Except, students aren’t to blame, but self-serving bureaucrats, union officials, and Democrat politicians who knew better.

The 2022 National Assessment of Educational Progress recently found that schools nationwide recorded the steepest drop in math scores ever recorded in a single year. The same report found that nearly three decades of progress in reading proficiency has been lost.

Fourth graders recorded the lowest average score collectively in reading. Average math scores for eighth graders have dropped a whole eight points since 2019. Nearly four in ten eighth graders now test below basic achievement levels in math.

This data is very significant because fourth graders need to read proficiently to learn other subjects, while proficiency in math in the eighth grade is a key indicator of success in high school.

In short, youth in America are, quite literally, being set up for failure.

We know how we got here: Students in public K-12 schools in the United States have had to learn remotely in some form or another for nearly three years.

Forcing kids to sit at home in front of a computer screen has been disastrous because kids and teens require the ability to watch, listen, explore, experiment and ask questions in order to learn.
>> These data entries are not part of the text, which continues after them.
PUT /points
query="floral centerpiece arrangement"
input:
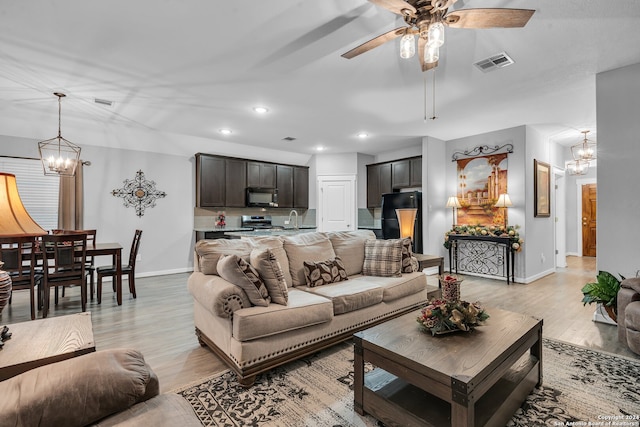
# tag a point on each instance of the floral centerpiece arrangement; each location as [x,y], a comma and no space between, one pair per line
[441,317]
[510,231]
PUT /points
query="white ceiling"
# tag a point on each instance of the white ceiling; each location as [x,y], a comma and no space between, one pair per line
[192,67]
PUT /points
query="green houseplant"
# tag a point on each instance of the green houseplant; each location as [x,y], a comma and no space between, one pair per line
[604,291]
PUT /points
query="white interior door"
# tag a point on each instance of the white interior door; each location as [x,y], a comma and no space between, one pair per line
[337,203]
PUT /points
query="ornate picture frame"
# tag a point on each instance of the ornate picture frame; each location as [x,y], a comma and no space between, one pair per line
[541,189]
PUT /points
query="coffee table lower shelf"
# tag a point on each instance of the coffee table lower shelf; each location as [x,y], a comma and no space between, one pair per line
[385,396]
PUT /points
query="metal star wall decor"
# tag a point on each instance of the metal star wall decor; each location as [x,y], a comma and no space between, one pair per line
[139,192]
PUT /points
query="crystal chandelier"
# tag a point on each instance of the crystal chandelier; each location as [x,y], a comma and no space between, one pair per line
[583,154]
[58,155]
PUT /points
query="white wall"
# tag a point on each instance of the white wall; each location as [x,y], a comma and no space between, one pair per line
[618,110]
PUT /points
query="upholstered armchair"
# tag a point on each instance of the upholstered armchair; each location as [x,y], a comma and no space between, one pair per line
[629,313]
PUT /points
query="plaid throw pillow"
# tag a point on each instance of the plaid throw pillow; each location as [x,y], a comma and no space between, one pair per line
[407,254]
[324,272]
[382,258]
[234,269]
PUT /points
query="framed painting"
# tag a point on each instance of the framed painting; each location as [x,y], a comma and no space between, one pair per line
[541,189]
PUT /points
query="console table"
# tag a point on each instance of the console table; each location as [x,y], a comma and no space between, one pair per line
[490,255]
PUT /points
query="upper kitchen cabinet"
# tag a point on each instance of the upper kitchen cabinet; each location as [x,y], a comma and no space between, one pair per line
[235,182]
[301,187]
[416,172]
[210,181]
[284,184]
[261,175]
[392,176]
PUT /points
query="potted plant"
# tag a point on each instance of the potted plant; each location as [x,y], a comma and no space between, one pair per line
[604,291]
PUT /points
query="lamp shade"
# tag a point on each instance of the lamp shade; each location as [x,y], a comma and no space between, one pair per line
[453,202]
[406,221]
[14,218]
[503,201]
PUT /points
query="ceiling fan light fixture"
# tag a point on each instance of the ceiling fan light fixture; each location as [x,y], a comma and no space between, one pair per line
[407,46]
[431,54]
[435,34]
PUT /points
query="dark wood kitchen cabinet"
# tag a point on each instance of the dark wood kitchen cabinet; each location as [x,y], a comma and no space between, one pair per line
[235,183]
[261,175]
[222,181]
[392,176]
[284,184]
[210,181]
[400,174]
[300,187]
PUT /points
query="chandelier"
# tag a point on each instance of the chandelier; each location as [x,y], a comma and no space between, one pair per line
[583,154]
[58,155]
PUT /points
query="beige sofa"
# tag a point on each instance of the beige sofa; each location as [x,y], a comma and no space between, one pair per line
[252,339]
[105,388]
[629,313]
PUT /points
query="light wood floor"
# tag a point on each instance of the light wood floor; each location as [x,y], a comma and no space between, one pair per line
[159,322]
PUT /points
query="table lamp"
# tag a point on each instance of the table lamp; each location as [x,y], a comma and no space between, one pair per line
[454,204]
[406,221]
[504,202]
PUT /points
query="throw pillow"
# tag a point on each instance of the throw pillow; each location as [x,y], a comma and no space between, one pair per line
[382,258]
[209,252]
[235,270]
[324,272]
[266,264]
[407,254]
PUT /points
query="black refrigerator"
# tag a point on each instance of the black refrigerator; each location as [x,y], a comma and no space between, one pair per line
[389,219]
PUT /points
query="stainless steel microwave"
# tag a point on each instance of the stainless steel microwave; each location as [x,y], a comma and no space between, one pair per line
[262,197]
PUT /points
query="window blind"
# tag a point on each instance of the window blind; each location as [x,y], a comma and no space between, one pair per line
[39,193]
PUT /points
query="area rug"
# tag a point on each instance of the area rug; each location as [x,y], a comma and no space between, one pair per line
[580,387]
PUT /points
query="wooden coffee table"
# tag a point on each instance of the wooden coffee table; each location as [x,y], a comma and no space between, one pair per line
[460,379]
[40,342]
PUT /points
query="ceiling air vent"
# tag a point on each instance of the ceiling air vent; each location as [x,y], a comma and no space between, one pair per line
[496,61]
[103,102]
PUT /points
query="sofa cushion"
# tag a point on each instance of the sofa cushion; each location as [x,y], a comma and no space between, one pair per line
[270,271]
[210,251]
[304,309]
[77,391]
[348,296]
[163,410]
[383,258]
[396,287]
[306,247]
[236,270]
[324,272]
[349,246]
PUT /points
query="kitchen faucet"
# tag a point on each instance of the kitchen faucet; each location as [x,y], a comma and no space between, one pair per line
[293,211]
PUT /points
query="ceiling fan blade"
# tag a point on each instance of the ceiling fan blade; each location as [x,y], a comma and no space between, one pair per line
[400,7]
[424,65]
[380,40]
[488,18]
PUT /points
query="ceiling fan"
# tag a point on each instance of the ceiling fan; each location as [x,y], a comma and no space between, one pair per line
[427,19]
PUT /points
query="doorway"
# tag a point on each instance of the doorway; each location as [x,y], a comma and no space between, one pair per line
[337,203]
[588,219]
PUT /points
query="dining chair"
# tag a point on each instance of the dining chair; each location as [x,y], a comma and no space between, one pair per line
[129,269]
[91,266]
[64,264]
[18,255]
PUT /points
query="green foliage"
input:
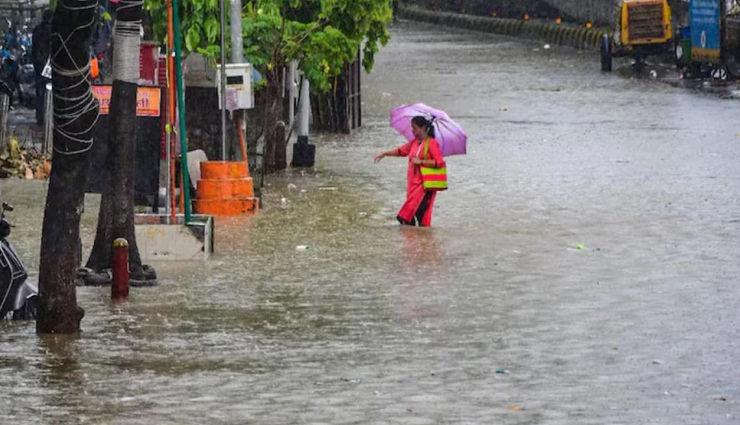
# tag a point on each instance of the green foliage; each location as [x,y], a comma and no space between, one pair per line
[322,35]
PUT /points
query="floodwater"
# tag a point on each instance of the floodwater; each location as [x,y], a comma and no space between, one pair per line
[587,248]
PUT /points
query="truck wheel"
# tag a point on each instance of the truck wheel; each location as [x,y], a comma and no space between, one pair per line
[605,46]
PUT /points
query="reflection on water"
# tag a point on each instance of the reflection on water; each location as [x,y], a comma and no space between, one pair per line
[373,321]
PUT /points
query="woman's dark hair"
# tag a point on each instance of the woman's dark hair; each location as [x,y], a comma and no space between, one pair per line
[424,123]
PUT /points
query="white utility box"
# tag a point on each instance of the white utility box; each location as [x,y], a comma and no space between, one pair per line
[239,93]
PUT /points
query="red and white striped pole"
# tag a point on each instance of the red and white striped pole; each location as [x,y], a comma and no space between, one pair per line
[119,266]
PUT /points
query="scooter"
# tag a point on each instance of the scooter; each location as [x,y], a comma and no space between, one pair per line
[19,297]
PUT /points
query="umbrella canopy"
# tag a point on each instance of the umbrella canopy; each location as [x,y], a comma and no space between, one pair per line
[451,137]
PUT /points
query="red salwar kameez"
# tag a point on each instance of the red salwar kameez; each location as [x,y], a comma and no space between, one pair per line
[419,202]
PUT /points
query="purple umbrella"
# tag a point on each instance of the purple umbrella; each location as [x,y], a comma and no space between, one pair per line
[451,137]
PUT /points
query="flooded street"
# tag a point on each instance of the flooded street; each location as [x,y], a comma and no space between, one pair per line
[587,248]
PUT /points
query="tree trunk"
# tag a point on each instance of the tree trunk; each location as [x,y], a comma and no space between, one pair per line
[75,112]
[116,216]
[274,112]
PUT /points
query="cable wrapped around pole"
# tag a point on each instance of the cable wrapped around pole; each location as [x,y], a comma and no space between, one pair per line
[75,107]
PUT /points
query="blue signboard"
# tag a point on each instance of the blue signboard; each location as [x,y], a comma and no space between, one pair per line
[705,21]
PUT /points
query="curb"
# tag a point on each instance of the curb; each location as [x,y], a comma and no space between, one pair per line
[571,36]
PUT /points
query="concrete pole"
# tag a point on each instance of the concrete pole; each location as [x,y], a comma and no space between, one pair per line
[237,56]
[224,152]
[237,43]
[292,91]
[304,112]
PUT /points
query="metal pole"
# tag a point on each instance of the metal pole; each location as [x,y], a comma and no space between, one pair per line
[223,81]
[237,43]
[185,187]
[237,56]
[304,112]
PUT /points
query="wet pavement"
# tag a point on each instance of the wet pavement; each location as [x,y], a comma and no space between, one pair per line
[586,248]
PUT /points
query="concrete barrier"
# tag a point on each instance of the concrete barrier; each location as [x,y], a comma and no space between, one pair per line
[158,240]
[565,35]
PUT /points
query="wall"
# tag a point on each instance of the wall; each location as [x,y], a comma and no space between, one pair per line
[600,12]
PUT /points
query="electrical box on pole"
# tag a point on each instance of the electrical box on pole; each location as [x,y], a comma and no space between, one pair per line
[239,90]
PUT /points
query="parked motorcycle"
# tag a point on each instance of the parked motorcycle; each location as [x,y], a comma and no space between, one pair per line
[17,79]
[19,296]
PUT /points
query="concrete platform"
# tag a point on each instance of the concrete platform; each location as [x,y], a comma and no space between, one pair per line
[159,240]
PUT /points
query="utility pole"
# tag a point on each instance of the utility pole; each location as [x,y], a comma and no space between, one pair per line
[237,43]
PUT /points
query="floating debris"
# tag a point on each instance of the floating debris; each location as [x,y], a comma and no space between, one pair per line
[29,164]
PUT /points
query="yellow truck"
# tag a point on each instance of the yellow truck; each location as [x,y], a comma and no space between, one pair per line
[643,28]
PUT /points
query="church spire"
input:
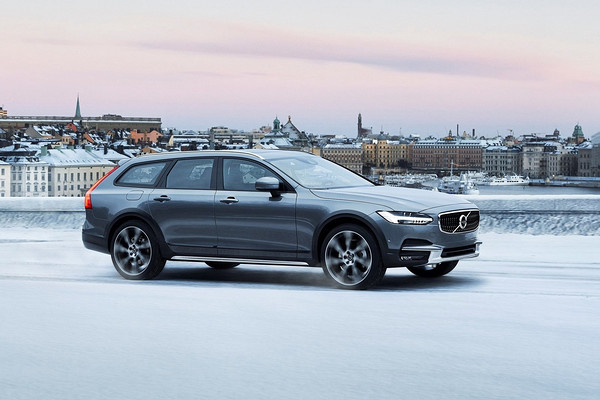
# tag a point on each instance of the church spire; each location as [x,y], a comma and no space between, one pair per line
[77,110]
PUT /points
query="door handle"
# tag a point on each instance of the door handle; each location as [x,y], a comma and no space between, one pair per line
[162,198]
[229,200]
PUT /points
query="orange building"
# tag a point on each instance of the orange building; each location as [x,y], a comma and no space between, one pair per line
[145,137]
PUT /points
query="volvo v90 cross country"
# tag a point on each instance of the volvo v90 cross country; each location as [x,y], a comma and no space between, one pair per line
[272,207]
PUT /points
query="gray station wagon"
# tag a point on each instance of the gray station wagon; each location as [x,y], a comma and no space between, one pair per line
[278,207]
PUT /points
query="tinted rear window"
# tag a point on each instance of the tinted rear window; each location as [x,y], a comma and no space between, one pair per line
[142,174]
[191,174]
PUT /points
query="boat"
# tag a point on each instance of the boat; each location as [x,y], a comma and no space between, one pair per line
[506,180]
[462,184]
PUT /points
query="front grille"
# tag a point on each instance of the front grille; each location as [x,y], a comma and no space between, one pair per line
[459,221]
[459,251]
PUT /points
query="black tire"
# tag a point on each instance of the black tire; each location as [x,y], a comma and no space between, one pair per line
[135,252]
[433,271]
[350,257]
[221,265]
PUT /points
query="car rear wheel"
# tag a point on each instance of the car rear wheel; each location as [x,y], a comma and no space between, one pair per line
[350,257]
[135,252]
[221,265]
[433,271]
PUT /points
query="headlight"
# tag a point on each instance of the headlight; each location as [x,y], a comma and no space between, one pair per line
[405,217]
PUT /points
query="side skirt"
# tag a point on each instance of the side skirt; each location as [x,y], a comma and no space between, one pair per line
[240,260]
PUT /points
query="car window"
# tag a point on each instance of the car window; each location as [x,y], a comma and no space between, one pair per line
[191,174]
[142,175]
[242,174]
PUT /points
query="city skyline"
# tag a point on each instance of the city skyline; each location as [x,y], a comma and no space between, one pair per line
[407,68]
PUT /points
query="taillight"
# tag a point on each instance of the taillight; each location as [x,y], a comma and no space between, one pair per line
[88,194]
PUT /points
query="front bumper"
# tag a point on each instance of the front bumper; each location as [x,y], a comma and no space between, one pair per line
[435,254]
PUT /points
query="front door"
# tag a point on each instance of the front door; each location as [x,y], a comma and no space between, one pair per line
[184,208]
[253,224]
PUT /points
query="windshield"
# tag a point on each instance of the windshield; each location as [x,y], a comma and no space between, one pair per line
[318,173]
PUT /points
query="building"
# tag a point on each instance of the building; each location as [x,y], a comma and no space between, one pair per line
[286,137]
[449,153]
[502,160]
[189,140]
[71,172]
[534,160]
[595,158]
[362,132]
[143,137]
[4,179]
[348,155]
[28,174]
[105,122]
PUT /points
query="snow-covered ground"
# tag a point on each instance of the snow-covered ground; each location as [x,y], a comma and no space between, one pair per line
[519,322]
[525,214]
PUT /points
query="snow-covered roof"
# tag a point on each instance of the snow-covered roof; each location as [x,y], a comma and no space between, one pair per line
[73,157]
[343,146]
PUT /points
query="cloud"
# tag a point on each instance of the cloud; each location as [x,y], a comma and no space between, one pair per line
[396,55]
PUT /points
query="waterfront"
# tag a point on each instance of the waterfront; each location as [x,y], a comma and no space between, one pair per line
[528,190]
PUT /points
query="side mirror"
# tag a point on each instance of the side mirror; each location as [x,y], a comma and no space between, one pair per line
[268,184]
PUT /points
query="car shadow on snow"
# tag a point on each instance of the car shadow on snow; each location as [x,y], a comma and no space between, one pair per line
[304,277]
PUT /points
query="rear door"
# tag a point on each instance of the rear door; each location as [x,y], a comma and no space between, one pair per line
[184,207]
[253,224]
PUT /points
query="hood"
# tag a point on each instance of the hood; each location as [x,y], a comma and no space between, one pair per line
[394,198]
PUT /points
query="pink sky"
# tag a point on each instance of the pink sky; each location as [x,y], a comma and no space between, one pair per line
[408,67]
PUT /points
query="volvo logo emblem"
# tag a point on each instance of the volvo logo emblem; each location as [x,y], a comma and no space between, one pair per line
[462,222]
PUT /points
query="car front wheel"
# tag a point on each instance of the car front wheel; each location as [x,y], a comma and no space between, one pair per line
[433,271]
[350,257]
[135,253]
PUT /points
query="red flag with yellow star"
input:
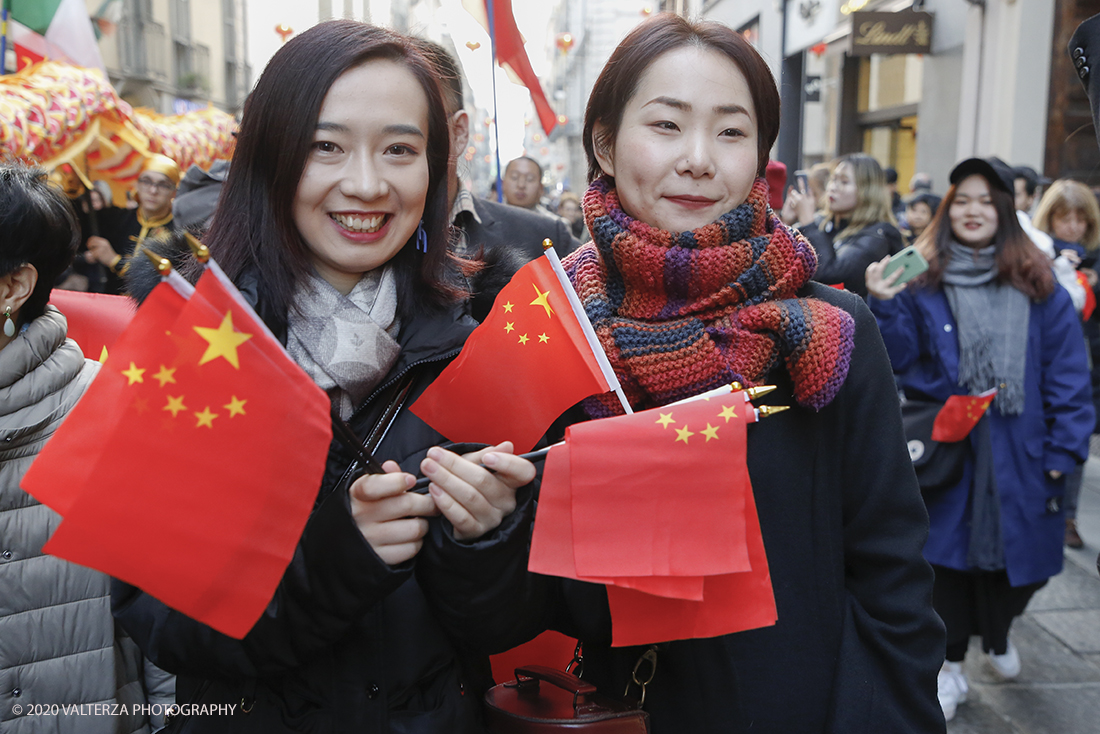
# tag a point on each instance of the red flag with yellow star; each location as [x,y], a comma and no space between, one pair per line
[959,415]
[69,457]
[530,355]
[659,507]
[213,467]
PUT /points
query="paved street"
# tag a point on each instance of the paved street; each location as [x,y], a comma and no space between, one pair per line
[1058,690]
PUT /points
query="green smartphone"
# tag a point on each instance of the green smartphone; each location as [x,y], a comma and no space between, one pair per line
[911,262]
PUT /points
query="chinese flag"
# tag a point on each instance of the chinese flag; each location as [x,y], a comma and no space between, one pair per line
[61,470]
[530,354]
[649,609]
[204,489]
[25,57]
[732,602]
[95,319]
[510,53]
[658,492]
[959,415]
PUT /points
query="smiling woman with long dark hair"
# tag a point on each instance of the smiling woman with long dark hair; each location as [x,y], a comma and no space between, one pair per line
[989,314]
[332,221]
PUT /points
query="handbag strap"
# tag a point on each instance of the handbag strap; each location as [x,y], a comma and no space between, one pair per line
[393,401]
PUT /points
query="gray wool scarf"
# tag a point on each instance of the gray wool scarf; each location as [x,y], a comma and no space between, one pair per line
[992,326]
[347,344]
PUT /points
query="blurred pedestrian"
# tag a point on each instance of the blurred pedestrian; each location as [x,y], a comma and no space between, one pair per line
[856,227]
[123,232]
[59,643]
[501,237]
[523,185]
[1069,214]
[989,314]
[920,208]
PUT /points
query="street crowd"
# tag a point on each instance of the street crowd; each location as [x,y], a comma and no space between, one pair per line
[864,307]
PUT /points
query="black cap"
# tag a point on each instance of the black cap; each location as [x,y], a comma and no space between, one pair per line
[998,174]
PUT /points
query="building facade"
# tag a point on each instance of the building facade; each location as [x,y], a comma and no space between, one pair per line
[178,55]
[993,79]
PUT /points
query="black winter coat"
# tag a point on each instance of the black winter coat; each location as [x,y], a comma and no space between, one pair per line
[857,645]
[846,261]
[348,644]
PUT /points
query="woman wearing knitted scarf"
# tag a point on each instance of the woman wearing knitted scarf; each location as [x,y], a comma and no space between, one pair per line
[692,282]
[988,314]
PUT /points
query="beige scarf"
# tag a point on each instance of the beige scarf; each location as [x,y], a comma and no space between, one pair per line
[347,344]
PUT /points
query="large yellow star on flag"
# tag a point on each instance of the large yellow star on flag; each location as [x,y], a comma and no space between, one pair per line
[235,406]
[222,341]
[206,418]
[728,412]
[541,299]
[134,374]
[165,375]
[175,405]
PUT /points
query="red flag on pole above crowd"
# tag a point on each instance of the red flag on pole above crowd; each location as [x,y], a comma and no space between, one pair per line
[959,415]
[201,491]
[508,45]
[531,354]
[95,319]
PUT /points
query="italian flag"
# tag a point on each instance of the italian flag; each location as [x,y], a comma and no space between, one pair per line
[58,30]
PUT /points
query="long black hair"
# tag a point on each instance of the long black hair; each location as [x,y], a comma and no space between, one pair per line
[253,227]
[37,227]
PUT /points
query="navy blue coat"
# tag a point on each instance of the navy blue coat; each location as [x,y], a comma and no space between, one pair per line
[1052,433]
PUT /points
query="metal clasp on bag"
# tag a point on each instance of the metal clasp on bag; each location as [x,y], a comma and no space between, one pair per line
[575,666]
[648,656]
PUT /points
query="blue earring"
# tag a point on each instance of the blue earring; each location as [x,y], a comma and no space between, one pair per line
[421,238]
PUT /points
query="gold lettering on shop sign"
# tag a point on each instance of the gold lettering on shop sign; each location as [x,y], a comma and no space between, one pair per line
[875,34]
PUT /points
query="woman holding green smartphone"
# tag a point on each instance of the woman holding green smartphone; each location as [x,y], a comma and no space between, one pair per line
[989,314]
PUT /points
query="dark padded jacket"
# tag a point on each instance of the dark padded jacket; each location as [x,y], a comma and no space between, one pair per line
[857,645]
[846,261]
[348,644]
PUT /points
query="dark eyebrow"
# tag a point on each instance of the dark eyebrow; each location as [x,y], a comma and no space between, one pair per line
[732,109]
[669,101]
[679,105]
[403,130]
[388,130]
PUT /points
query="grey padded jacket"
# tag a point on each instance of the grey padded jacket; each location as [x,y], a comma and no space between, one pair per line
[58,643]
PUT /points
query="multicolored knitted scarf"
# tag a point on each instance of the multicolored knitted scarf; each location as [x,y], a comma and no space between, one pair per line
[682,314]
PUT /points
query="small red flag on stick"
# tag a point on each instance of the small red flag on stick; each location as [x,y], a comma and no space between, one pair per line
[627,515]
[959,415]
[531,354]
[226,440]
[64,464]
[96,320]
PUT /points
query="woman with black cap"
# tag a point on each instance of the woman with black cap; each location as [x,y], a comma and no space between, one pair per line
[989,314]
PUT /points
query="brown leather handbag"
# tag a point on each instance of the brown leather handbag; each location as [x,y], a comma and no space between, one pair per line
[567,704]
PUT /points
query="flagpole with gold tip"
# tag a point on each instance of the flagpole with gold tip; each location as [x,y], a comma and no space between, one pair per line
[590,333]
[168,275]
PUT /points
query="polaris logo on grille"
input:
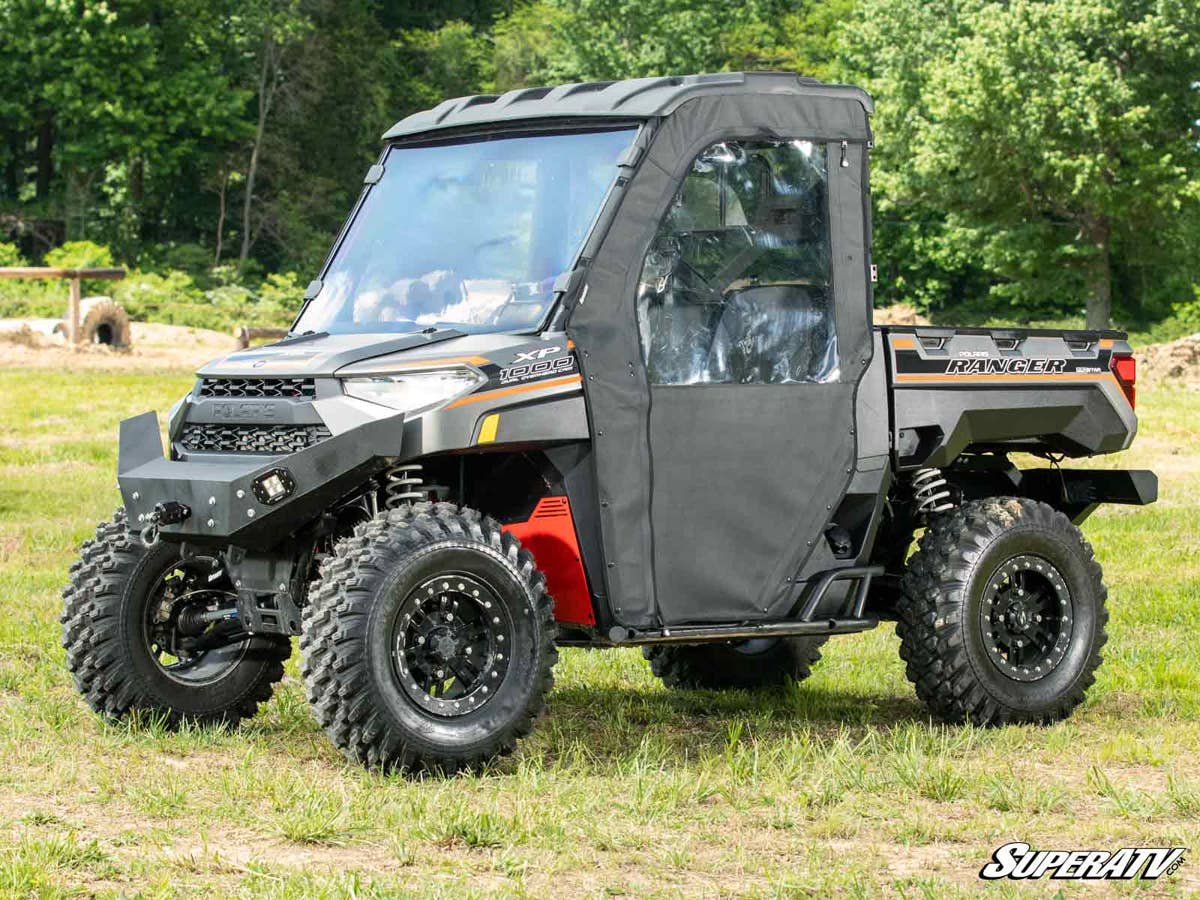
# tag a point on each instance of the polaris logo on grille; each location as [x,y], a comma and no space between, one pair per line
[1018,861]
[245,412]
[1006,366]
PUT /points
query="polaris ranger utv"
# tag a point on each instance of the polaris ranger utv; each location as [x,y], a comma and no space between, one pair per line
[593,365]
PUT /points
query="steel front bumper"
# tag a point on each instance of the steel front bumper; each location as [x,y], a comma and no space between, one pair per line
[250,501]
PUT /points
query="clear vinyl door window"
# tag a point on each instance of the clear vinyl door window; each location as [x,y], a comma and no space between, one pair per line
[736,286]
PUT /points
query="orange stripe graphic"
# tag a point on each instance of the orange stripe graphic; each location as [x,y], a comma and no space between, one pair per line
[961,379]
[517,389]
[444,361]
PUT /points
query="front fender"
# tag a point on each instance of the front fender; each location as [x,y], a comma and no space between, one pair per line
[226,497]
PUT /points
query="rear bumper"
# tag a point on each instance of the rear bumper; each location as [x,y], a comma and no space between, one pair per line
[227,499]
[1079,491]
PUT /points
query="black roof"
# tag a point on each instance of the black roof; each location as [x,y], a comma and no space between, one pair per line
[634,99]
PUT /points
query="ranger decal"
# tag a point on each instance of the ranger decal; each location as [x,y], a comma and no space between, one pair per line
[1006,366]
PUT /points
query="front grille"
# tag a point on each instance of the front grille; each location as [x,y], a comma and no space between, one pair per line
[259,388]
[251,438]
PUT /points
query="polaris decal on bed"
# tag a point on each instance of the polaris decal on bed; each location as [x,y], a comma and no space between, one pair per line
[537,371]
[1006,366]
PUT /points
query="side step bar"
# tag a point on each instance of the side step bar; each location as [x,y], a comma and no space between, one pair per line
[802,625]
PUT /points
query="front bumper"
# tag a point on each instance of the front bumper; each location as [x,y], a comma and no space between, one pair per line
[226,497]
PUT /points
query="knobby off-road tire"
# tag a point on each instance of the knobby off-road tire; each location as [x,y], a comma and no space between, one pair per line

This requires their physical presence in classroom with a teacher, surrounded by peers.

For those of us who were sounding the alarm from the beginning about remote learning, these results, while not surprising, are no less alarming.

The CDC, long an avid proponent of forcing insane COVID-19 restrictions and mandates on Americans even when they’d been proven ineffective, to their credit admitted last spring "[virtual learning] might present more risks than in-person instruction related to child and parental mental and emotional health and some health-supporting behaviors."

Yet some continued to lobby for the continuation of remote learning even when its failure was clear.

Powerful teachers’ unions like the National Education Association (NEA) and the American Federation of Teachers (AFT) continued lobbying the Biden administration and Democrats to keep remote learning in place. In blue cities like Chicago, New York and Milwaukee for example, union efforts to keep remote learning in place were particularly forceful. We now know that Black and Hispanic students saw even larger test score drops than White students over the last three years.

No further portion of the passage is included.